I primi di novembre uscirà Il pozzo delle trame perdute di Jasper Fforde, pubblicato dalla Marcos y Marcos e di cui il sottoscritto ha curato la traduzione.



La pagina della casa editrice illustra il libro, e gli altri dello stesso autore, molto meglio di come potrei fare io. Aggiungo solo che è così divertente che, nonostante io abbia passato vari mesi piacevoli immerso nel testo e nella resa dei non pochi giochi di parole e invenzioni linguistiche, ancora durante l'ennesima revisione e durante la rilettura delle bozze mi ritrovavo a ridere per qualche battuta!

Buona lettura.

P.S. Qui potete leggere una mia nota del traduttore a proposito del primo dei romanzi di Fforde, Il caso Jane Eyre, che mi era stata chiesta dalla bella rivista in rete, appunto, "La nota del traduttore".

lunedì 8 ottobre 2007

La detrattinizzazione dell'inglese

Solo due righe per segnalare un articolo sul New York Times di ieri, sulla progressiva scomparsa in inglese del trattino all'interno delle parole composte, anzi del "nearly-departed seldom-understood soon-to-be-forgotten hyphen": Death-Knell. Or Death Knell.

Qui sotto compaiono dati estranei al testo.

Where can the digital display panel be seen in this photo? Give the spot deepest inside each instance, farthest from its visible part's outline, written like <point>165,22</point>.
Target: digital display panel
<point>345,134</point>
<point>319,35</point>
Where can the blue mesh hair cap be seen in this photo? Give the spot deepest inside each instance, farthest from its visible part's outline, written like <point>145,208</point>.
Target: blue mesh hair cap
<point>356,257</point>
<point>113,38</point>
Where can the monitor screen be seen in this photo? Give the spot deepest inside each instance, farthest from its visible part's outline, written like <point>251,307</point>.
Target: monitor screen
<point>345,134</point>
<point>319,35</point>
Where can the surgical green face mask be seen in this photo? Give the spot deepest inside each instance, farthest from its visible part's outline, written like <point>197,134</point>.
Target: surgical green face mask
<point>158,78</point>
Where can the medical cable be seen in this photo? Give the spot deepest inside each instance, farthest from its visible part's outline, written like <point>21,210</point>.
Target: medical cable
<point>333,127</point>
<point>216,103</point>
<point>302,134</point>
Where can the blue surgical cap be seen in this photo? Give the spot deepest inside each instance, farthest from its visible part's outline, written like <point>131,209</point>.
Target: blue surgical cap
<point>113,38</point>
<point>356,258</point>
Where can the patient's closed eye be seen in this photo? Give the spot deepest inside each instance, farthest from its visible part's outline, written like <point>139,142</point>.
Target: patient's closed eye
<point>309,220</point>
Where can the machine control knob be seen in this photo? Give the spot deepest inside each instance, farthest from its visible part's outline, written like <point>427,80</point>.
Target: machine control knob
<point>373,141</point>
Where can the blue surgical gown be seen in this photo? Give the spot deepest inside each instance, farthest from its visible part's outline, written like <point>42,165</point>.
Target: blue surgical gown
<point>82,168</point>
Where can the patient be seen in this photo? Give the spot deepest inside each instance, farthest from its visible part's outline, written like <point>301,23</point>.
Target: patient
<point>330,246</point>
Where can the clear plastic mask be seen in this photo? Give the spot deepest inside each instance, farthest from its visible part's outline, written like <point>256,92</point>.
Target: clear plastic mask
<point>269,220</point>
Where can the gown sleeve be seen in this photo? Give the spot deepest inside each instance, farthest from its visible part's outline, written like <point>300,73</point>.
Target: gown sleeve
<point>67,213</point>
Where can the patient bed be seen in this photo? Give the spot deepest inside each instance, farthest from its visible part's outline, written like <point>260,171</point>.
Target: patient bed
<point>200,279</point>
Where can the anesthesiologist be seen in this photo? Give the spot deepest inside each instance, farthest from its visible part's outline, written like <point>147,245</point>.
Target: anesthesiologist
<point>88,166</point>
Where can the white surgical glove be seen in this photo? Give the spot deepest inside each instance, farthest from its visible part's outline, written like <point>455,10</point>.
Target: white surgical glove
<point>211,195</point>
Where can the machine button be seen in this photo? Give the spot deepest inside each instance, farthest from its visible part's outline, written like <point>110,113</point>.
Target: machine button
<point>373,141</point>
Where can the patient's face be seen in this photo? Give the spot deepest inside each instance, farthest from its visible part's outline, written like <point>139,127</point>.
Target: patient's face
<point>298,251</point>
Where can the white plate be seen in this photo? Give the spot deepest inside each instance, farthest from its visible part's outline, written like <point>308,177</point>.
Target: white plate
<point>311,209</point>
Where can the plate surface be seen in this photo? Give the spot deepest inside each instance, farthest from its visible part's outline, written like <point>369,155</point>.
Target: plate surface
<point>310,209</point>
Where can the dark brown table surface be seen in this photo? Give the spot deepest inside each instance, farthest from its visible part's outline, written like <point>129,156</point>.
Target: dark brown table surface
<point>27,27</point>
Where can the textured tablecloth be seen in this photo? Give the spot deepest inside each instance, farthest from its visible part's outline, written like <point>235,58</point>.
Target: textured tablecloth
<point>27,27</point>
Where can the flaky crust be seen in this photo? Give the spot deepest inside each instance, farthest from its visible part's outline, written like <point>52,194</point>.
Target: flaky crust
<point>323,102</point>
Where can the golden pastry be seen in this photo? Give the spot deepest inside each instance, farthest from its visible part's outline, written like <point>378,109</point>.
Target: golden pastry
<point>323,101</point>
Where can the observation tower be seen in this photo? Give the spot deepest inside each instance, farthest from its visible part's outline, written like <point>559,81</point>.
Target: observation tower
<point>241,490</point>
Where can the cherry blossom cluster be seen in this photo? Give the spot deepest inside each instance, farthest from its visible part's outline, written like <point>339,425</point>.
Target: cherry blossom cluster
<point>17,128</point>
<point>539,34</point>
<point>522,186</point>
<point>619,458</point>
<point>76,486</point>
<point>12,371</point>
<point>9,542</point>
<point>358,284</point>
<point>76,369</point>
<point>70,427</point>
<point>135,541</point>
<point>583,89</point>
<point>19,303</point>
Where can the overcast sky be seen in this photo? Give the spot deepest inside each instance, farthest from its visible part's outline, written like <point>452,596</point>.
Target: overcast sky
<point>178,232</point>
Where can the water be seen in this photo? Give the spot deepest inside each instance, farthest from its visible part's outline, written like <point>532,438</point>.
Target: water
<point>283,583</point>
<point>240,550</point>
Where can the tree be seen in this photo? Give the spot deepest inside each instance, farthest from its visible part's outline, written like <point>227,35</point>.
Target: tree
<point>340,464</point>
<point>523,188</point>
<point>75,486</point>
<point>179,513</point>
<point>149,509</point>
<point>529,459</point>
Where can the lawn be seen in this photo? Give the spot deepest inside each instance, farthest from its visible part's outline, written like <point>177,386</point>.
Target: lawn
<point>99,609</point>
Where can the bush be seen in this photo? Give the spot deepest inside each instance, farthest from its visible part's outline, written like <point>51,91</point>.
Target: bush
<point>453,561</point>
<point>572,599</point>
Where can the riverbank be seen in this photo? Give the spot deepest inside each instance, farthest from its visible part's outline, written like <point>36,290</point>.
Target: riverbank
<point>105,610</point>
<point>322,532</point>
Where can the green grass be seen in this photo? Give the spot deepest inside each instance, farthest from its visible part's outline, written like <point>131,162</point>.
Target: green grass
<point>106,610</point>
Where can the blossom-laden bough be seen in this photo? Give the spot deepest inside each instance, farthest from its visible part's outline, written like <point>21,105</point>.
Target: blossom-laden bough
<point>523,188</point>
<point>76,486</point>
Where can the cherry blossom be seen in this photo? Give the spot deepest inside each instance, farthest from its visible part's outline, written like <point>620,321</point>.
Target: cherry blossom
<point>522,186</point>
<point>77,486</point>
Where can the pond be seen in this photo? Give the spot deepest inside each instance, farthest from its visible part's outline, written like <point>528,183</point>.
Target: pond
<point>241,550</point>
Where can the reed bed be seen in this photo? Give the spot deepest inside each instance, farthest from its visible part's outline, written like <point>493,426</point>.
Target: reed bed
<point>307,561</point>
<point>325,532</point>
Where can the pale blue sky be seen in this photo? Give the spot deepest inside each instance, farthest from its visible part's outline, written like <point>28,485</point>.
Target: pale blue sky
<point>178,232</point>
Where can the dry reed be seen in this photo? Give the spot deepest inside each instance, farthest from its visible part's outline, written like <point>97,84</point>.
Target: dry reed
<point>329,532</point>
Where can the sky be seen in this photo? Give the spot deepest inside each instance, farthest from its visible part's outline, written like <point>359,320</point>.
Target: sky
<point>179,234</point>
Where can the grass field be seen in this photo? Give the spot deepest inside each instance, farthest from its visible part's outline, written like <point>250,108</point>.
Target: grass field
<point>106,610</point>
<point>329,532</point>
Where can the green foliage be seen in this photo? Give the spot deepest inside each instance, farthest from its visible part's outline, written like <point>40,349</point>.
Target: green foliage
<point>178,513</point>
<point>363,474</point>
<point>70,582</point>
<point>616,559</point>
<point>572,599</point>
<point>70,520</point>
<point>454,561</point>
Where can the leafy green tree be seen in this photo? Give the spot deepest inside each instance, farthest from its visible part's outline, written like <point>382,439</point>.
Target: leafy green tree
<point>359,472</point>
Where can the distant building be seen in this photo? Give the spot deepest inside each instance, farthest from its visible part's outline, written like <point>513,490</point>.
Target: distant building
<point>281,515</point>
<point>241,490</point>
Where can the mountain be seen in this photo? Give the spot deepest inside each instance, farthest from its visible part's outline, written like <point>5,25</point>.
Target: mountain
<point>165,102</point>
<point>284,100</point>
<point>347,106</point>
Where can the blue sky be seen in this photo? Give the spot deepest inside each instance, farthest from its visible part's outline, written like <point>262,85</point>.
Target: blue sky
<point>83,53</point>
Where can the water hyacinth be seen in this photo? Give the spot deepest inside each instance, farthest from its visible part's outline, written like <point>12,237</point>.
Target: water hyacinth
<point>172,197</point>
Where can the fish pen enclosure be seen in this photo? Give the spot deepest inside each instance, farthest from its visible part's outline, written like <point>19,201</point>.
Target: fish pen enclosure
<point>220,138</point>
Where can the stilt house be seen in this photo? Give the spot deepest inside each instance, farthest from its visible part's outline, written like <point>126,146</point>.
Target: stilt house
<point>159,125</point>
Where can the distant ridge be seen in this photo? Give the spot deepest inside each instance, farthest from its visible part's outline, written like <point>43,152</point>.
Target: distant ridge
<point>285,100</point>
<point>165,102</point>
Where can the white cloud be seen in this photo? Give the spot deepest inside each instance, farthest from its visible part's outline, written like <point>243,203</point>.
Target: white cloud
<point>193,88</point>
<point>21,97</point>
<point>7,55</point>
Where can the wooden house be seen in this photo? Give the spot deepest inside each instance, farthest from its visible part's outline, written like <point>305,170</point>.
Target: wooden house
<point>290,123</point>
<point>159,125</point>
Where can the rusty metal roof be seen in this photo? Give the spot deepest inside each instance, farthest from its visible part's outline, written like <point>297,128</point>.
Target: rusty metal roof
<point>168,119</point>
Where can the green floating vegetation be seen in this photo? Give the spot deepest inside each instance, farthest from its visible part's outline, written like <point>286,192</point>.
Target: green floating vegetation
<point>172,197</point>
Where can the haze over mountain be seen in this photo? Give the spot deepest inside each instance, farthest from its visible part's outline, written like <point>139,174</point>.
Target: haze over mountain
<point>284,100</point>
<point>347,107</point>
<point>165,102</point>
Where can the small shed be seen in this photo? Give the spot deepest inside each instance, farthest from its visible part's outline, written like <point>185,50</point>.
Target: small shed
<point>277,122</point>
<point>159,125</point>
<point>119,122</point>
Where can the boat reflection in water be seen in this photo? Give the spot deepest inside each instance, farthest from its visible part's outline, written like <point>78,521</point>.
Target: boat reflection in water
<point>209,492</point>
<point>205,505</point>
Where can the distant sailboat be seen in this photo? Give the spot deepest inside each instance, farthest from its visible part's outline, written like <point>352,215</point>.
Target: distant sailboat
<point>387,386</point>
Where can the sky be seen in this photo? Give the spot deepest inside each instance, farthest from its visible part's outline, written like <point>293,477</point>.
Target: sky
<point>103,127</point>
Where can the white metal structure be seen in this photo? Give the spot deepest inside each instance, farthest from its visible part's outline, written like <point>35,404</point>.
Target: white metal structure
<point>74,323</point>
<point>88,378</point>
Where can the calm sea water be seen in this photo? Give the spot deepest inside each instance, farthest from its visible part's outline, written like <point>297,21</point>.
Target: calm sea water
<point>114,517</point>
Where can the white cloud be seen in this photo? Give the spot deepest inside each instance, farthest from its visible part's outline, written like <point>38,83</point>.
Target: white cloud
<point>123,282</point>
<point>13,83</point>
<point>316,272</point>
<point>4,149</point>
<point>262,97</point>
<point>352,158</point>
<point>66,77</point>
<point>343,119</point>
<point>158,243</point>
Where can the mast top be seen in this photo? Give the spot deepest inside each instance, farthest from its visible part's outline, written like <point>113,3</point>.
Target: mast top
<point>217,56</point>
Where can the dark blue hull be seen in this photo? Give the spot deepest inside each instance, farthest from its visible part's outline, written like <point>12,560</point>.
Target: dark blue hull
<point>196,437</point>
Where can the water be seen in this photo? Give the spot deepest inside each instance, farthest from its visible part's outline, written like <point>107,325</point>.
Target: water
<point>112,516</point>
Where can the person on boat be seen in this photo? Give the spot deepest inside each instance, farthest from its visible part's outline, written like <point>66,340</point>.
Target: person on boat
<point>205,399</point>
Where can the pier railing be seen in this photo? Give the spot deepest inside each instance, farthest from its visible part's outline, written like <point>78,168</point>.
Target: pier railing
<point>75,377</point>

Attiro in particolare l'attenzione su quello che viene detto su E.E. Cummings, o e.e. cummings, che nella sua eliminazione quasi totale della punteggiatura, mise in atto una "sanserification" ("senzagrazizzazione"?) del linguaggio. Ecco la prima strofa di "anyone lived in a pretty how town". Il testo completo si può trovare per esempio presso poets.org:

anyone lived in a pretty how town

(with up so floating many bells down)

spring summer autumn winter

he sang his didn't he danced his did

venerdì 5 ottobre 2007

Masculin/femminile

Ecco qui alcuni esempi di sostantivi che in francese e in italiano hanno genere diverso. (Più precisamente: sostantivi francesi che hanno lo stesso significato, lo stesso etimo e diverso genere, rispetto al corrispondente sostantivo italiano). Come si vedrà, qualche volta succede perché derivano da nomi che in latino erano neutri, o aggettivi, e hanno avuto esito diverso nelle due lingue romanze.
  • anecdote
  • annonce
  • approche
  • calme
  • contagion
  • courante
  • dent
  • dimanche
  • fleur
  • flûte
  • jacinthe
  • jade
  • lueur (e altri in -eur: pudeur, rigueur, sueur, vapeur...)
  • mémoire [nel senso di testo scritto]
  • mer
  • pomme
  • planète
  • sauna (anche femminile)
  • soir
  • sphinx
  • vagin
Qualche accademico o simpatizzante ha suggerimenti per ampliare questa lista? O qualche considerazione meno empirica delle mie?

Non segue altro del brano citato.